Marquois scales (also known as Marquois parallel scales or Marquois scale and triangle or military scales) are a mathematical instrument that found widespread use in Britain, particularly in military surveying, from the late 18th century to World War II.

==Description==
Invented around 1778 by Thomas Marquois, the Marquois scales consist of a right-angle triangle (with sides at a 3:1 ratio) and two rulers (each with multiple scales). The system could be used to aid precision when marking distances off scales, and to rapidly draw parallel lines a precise distance apart. Quick construction of precise parallel lines was useful in cartography and engineering (especially before the availability of graph paper) and Marquois scales were convenient in some challenging environments where larger equipment like a drawing board and T-square was impractical, such as field survey work and classrooms. Marquois scales fell out of favour among draftsmen in the early 20th century, although familiarity with their use was an entry requirement for the Royal Military Academy at Woolwich around the same time.

==Material==
Marquois scales were normally made of boxwood, though sets were sometimes made in ivory or metal.

==Use==
The triangle would be used for many regular set square operations, the rulers likewise would function as rulers, but the unique function was the 3:1 reduction ratio between measured distance and drawn line.
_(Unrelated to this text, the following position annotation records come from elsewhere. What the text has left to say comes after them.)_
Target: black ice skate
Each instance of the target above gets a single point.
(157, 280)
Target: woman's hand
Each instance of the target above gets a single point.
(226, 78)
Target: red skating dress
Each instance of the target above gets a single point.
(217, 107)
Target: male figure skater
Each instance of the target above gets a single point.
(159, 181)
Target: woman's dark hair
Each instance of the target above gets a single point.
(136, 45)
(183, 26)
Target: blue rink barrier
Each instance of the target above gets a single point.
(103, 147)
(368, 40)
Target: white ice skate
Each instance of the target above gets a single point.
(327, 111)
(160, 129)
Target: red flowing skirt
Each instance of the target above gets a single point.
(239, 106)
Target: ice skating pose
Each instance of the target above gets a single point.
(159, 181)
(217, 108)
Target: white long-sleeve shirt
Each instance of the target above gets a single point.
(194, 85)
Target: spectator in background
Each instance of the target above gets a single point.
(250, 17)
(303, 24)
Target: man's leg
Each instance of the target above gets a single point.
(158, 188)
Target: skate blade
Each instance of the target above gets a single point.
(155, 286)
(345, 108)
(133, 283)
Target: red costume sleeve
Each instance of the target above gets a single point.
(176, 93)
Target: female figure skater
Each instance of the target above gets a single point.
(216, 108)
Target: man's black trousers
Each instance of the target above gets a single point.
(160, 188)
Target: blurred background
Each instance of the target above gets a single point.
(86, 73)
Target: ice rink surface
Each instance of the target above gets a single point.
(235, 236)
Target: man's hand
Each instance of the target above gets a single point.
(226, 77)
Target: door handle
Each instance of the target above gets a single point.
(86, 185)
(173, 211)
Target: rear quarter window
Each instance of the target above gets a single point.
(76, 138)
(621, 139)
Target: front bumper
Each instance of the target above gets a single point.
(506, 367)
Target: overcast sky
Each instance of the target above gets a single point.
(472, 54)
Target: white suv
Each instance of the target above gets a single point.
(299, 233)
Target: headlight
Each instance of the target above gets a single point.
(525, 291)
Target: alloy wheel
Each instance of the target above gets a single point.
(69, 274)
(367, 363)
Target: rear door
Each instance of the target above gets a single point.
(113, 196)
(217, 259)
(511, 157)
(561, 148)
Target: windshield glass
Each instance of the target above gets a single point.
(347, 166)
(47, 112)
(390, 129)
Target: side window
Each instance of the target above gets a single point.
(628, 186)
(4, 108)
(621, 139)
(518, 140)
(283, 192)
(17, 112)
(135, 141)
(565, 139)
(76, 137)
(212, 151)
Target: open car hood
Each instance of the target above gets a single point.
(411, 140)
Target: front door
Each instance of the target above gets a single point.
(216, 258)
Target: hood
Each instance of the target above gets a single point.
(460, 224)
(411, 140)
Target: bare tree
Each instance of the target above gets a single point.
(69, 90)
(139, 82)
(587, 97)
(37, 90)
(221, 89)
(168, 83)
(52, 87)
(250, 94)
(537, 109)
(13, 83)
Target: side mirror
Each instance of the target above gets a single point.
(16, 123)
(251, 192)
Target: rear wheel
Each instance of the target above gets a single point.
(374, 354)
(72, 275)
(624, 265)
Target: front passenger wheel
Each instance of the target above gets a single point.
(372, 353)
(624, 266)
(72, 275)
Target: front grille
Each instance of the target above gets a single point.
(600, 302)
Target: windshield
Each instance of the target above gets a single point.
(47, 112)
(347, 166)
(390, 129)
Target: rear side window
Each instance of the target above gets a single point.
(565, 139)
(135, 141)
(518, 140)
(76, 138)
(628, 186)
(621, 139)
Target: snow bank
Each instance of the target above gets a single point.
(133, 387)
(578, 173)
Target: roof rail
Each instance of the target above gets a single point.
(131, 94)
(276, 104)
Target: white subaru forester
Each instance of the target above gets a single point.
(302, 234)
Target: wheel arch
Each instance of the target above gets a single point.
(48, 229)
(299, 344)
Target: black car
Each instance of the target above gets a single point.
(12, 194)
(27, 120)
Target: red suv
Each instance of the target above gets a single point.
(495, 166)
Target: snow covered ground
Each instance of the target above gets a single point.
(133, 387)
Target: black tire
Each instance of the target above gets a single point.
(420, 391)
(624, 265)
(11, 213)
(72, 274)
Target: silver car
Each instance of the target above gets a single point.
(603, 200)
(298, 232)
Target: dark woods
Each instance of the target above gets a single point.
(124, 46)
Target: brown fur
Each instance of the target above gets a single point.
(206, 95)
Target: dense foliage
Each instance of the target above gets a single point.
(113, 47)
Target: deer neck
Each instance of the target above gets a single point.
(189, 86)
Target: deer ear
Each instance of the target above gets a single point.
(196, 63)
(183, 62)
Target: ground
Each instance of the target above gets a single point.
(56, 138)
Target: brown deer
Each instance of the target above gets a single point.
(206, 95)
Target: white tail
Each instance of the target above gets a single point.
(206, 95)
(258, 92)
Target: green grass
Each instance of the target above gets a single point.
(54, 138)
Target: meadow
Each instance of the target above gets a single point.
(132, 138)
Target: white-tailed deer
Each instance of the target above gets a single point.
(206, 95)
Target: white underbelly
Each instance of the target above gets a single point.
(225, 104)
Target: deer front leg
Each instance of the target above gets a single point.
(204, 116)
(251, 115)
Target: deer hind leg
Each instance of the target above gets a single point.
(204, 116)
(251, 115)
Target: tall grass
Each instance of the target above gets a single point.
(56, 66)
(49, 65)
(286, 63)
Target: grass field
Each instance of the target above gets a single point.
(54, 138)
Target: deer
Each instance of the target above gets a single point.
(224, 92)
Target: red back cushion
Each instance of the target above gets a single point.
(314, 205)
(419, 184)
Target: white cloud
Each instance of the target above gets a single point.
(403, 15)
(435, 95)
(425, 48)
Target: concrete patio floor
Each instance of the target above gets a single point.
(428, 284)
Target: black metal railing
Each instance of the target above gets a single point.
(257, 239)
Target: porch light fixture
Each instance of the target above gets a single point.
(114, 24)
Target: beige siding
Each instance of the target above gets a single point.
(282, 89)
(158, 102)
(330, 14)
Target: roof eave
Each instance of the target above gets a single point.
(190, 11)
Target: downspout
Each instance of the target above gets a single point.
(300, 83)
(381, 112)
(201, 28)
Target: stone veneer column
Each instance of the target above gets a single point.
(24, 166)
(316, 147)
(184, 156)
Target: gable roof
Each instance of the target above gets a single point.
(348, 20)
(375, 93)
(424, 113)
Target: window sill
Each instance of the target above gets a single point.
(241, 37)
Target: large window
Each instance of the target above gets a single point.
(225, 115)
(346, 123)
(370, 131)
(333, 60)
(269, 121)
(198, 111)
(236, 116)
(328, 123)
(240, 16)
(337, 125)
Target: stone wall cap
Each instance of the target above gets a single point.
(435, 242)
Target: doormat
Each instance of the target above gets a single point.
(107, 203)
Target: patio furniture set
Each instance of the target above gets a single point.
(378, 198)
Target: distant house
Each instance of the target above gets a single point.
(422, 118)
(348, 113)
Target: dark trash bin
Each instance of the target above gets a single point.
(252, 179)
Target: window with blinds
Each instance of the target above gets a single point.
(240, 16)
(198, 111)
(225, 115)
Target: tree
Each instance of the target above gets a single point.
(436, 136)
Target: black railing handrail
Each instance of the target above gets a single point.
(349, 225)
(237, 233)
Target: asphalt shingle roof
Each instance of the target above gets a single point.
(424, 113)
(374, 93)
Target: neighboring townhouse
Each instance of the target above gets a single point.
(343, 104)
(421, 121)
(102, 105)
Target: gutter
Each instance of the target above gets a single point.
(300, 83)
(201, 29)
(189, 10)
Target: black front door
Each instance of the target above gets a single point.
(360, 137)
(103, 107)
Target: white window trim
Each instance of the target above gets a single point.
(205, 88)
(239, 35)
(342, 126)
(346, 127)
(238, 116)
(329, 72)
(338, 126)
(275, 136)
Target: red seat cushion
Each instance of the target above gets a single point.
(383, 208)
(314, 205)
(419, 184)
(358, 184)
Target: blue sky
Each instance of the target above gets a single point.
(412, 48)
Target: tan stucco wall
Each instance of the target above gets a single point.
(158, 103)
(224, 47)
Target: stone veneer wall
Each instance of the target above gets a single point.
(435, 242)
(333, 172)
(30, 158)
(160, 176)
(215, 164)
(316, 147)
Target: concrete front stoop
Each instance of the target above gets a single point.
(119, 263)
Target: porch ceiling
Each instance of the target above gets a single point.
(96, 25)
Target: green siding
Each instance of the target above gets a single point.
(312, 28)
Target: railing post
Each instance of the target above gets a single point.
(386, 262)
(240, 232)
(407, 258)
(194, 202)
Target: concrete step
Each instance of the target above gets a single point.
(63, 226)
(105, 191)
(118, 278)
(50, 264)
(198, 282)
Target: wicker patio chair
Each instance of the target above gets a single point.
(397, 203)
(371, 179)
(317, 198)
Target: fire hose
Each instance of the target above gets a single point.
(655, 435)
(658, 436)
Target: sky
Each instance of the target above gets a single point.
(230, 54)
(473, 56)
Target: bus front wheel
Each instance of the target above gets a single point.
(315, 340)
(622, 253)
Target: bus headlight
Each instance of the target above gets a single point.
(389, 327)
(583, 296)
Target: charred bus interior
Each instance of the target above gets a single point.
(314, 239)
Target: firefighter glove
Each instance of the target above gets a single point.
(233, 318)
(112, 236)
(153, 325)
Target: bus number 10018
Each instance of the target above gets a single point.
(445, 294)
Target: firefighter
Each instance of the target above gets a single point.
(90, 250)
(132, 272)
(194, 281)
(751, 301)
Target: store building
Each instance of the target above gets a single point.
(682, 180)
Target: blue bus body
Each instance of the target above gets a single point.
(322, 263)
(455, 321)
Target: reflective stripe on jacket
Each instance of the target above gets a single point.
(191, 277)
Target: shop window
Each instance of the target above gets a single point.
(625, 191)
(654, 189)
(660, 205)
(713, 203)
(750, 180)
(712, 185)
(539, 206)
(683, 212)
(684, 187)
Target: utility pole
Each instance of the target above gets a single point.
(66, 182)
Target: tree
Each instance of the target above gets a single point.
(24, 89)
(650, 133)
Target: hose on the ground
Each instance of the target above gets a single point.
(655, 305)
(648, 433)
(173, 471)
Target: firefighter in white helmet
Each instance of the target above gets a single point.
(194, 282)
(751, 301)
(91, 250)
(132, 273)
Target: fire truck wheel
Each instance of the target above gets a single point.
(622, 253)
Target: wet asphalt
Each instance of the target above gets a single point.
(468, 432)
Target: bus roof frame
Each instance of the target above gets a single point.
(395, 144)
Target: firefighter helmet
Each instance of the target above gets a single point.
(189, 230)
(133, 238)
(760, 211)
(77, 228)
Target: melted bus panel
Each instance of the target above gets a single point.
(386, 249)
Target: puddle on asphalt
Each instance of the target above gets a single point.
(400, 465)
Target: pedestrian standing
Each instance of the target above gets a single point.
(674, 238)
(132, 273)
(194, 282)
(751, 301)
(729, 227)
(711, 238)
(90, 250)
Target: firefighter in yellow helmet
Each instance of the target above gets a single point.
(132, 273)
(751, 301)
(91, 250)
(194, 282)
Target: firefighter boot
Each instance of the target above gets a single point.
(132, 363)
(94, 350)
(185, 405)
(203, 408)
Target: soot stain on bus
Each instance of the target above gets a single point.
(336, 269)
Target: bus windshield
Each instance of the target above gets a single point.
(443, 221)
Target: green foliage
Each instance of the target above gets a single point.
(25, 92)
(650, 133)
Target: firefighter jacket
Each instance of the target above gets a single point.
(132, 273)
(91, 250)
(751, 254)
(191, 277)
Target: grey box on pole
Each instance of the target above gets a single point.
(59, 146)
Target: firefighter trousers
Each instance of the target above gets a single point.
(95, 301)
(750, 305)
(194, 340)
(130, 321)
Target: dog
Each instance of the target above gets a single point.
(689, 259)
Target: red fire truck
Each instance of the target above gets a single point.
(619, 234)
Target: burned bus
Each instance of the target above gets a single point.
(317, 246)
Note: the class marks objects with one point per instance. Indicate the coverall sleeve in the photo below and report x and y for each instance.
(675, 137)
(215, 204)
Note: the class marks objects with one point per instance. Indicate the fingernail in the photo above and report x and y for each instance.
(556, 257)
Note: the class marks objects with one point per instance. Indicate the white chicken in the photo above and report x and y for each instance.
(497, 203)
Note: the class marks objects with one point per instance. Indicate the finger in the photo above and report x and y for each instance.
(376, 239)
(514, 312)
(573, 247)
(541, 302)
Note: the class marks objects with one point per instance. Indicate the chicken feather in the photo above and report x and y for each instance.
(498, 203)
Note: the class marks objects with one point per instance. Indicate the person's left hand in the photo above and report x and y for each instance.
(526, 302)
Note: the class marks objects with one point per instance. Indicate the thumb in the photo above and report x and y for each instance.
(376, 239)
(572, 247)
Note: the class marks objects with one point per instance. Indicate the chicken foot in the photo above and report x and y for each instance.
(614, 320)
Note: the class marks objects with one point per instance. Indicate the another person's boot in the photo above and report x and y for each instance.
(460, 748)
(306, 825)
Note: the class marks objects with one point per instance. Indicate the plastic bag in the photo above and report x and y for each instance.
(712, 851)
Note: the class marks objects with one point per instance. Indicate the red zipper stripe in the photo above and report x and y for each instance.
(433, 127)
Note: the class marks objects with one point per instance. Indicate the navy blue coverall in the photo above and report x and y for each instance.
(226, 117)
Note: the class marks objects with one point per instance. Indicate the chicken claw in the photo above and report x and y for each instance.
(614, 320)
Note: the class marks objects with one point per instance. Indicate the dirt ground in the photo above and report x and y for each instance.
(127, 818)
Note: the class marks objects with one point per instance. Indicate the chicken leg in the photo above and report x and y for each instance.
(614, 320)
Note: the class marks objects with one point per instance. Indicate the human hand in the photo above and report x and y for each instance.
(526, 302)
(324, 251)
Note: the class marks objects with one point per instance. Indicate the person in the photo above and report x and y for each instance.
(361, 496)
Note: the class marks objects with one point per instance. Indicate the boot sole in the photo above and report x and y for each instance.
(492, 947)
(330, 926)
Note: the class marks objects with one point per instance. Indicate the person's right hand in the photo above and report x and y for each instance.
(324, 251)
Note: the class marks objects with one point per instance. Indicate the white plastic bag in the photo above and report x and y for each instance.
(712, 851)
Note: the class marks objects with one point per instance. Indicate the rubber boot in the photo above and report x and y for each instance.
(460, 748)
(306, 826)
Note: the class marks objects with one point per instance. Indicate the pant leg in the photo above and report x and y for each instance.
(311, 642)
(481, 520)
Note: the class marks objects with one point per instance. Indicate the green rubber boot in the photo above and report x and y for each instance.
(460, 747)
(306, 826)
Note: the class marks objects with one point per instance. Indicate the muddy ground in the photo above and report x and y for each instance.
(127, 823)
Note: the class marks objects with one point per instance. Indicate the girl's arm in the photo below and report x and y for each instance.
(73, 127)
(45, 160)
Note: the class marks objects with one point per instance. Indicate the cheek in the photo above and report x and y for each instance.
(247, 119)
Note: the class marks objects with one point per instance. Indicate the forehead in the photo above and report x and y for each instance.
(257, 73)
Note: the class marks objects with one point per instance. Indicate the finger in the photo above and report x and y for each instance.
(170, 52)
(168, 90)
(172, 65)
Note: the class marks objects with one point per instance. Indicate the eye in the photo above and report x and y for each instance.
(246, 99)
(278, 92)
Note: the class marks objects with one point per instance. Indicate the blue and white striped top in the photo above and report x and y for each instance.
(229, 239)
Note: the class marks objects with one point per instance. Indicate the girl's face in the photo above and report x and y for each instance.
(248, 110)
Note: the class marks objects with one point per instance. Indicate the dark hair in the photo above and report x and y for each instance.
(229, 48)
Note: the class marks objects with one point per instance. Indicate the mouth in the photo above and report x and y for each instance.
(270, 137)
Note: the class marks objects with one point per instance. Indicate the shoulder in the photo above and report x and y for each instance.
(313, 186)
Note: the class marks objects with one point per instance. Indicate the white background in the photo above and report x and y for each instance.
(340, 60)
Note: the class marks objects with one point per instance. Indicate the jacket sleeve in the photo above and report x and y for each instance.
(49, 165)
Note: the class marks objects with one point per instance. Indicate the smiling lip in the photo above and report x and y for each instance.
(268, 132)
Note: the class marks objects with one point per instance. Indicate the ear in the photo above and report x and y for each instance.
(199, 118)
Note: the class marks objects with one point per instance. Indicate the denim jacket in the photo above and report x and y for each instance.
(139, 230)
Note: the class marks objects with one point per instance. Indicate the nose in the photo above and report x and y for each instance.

A line is drawn along the beveled edge (the side of middle-length) of the triangle. By placing a ruler against the hypotenuse of the triangle and sliding the triangle along the ruler for 3 units of the ruler's scale, drawing another line along the beveled edge results in a parallel line with a distance of only 1 unit from the original line. Using larger distances on a ruler to draw lines smaller distances apart means that margin of error reading off the scale is reduced. Additionally, the end-state is the instruments already in place to slide the triangle again to quickly draw additional lines as desired. A similar method also allows the distance between points on plans or maps to be measured with increased precision.

Regular set square triangles differ (from a Marquois scales triangle) by being made and used according to the angles of their triangle (e.g. 45-45-90 or 30-60-90 degrees) rather than according to the ratio between the lengths of their sides. Likewise the scales on other rulers are usually intended to be used directly and the selection differs accordingly.